= Croton Springs =

Springs in Cochise County, Arizona

Croton Springs, formerly Nugent's Springs, are springs, in the Sulphur Springs Valley. It lies at an elevation of 4147 feet, located on the northwest edge of the Willcox Playa in Cochise County, Arizona.

==History==
Croton Springs were historical watering places on several wagon roads through the Sulphur Springs Valley. It was a watering place from 1849 on the Tucson Cutoff between Cooke's Wagon Road in the Animas Valley and the waterhole on that road near Mescal, Arizona. That cutoff passed through Stein's Pass, Apache Pass, to Croton Springs across the Sulphur Springs Valley and Willcox Playa to the springs.

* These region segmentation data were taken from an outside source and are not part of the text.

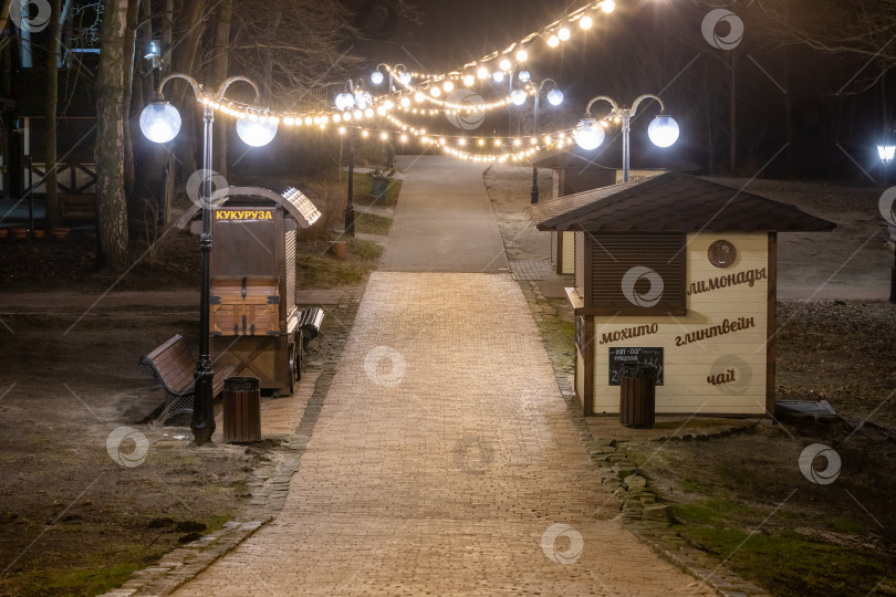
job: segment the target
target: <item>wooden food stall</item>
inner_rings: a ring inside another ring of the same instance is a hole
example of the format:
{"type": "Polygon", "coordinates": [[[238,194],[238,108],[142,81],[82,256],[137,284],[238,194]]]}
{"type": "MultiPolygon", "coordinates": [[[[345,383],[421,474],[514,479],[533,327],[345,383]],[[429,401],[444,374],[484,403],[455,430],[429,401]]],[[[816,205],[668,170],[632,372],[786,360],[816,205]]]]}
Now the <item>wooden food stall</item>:
{"type": "Polygon", "coordinates": [[[795,207],[666,172],[527,209],[574,235],[575,392],[619,409],[626,363],[657,366],[656,412],[774,411],[777,233],[832,230],[795,207]]]}
{"type": "MultiPolygon", "coordinates": [[[[300,191],[229,187],[211,197],[209,331],[215,367],[233,365],[261,388],[292,392],[301,375],[295,234],[320,212],[300,191]]],[[[178,220],[199,233],[200,209],[178,220]],[[192,222],[192,223],[191,223],[192,222]]]]}

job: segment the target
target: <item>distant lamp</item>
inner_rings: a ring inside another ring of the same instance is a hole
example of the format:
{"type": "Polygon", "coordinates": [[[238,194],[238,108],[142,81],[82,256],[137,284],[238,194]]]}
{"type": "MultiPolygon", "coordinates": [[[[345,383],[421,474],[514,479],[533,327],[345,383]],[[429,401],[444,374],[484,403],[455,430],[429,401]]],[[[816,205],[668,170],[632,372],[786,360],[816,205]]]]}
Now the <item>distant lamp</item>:
{"type": "Polygon", "coordinates": [[[264,147],[277,136],[277,123],[268,118],[239,118],[237,121],[237,135],[242,143],[251,147],[264,147]]]}
{"type": "Polygon", "coordinates": [[[658,114],[647,127],[647,136],[657,147],[669,147],[678,140],[678,123],[671,116],[658,114]]]}
{"type": "Polygon", "coordinates": [[[354,107],[355,97],[351,93],[341,93],[336,95],[336,107],[340,109],[348,109],[354,107]]]}
{"type": "Polygon", "coordinates": [[[180,113],[164,100],[152,102],[140,113],[140,130],[153,143],[168,143],[180,132],[180,113]]]}
{"type": "Polygon", "coordinates": [[[525,103],[525,92],[522,90],[513,90],[510,93],[510,101],[514,106],[521,106],[525,103]]]}
{"type": "Polygon", "coordinates": [[[582,118],[573,129],[575,144],[586,151],[597,149],[604,143],[604,127],[594,118],[582,118]]]}

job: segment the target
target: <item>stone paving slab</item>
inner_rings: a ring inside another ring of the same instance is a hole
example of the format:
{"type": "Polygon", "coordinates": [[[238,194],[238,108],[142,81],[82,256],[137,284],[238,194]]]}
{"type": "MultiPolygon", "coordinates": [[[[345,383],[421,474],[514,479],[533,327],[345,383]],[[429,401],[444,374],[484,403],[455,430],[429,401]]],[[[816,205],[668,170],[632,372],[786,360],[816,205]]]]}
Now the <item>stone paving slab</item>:
{"type": "Polygon", "coordinates": [[[280,515],[177,595],[711,594],[618,514],[511,276],[375,273],[280,515]]]}

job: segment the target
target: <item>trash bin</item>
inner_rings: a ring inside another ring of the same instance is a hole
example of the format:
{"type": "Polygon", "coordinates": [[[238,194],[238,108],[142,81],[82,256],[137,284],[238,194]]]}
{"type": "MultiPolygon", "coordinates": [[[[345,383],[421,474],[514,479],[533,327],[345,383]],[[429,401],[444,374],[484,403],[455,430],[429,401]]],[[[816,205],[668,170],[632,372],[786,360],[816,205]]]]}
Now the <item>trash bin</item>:
{"type": "Polygon", "coordinates": [[[656,420],[656,365],[626,363],[619,383],[619,422],[653,427],[656,420]]]}
{"type": "Polygon", "coordinates": [[[371,181],[371,195],[377,199],[383,199],[389,189],[389,179],[385,176],[374,175],[371,181]]]}
{"type": "Polygon", "coordinates": [[[223,395],[225,441],[261,440],[261,380],[258,377],[228,377],[223,395]]]}

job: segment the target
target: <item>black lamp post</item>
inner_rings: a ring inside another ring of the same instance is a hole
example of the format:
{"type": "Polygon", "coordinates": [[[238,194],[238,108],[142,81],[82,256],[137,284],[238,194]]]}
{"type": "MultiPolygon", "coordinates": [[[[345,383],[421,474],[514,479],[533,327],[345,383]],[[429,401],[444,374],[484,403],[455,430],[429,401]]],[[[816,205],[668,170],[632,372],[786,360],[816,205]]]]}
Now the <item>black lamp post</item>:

From there it passed through Nugent’s Pass to the Lower Crossing of the San Pedro River below Tres Alamos and on the waterhole on Cooke's Wagon Road that had turned west to Tucson. Following the 1855 Railroad Survey expedition the spring was for a time called Nugent's Springs after John Nugent who gave his notes of the first journey across the Tucson Cutoff to aid the expedition.

By 1878 Croton Springs was 82 miles southeast of Fort Grant, 16 miles northeast of the Tucson-Fort Bowie-Dragoon Springs road crossing, (Fort Bowie was 37 miles east of this crossing, Tucson 65 miles west, Dragoon Springs 3 miles west southwest) and 71 miles southwest from Camp Goodwin.

Pumping water from the ground in the valley for irrigation has subsequently lowered the water-table in the valley, to the point where the springs no longer flow.